Personal information
- Date of birth: 10 April 1977 (age 49)
- Place of birth: Kathmandu, Nepal
- Height: 1.71 m (5 ft 7 in)
- Position: Forward

Senior career*
- Years: Team / Apps / (Gls)
- 1997–2000: MMC
- 2000–2001: Brothers Union
- 2002: Rahmatganj
- 2002–2013: MMC

International career
- 1998–2006: Nepal / 27 / (7)

= Basanta Thapa =

Nepali former footballer

Basanta Thapa (born 10 April 1977) is a Nepali former footballer who played as a forward for MMC and the Nepal national football team.

==Career==

Thapa is a former Nepal international. He won Player of the Martyrs' Memorial League 2061. He started his career with MMC in 1997.

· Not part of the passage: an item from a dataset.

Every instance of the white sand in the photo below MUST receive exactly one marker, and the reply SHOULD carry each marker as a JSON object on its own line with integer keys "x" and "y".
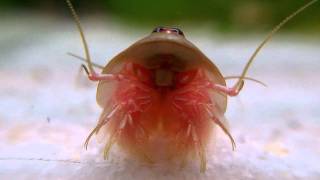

In 2005, Thapa trialed for Japanese second tier side Avispa Fukuoka. He was called up for the national team to play at the 2006 AFC Challenge Cup.

In 2001, he played for Bangladeshi club Brothers Union in the Dhaka Premier Division Football League, and scored 6 goals in the relegation play-offs in the league.

He has scored over 50 goals in the Nepal league. He was known for his goalscoring prowess.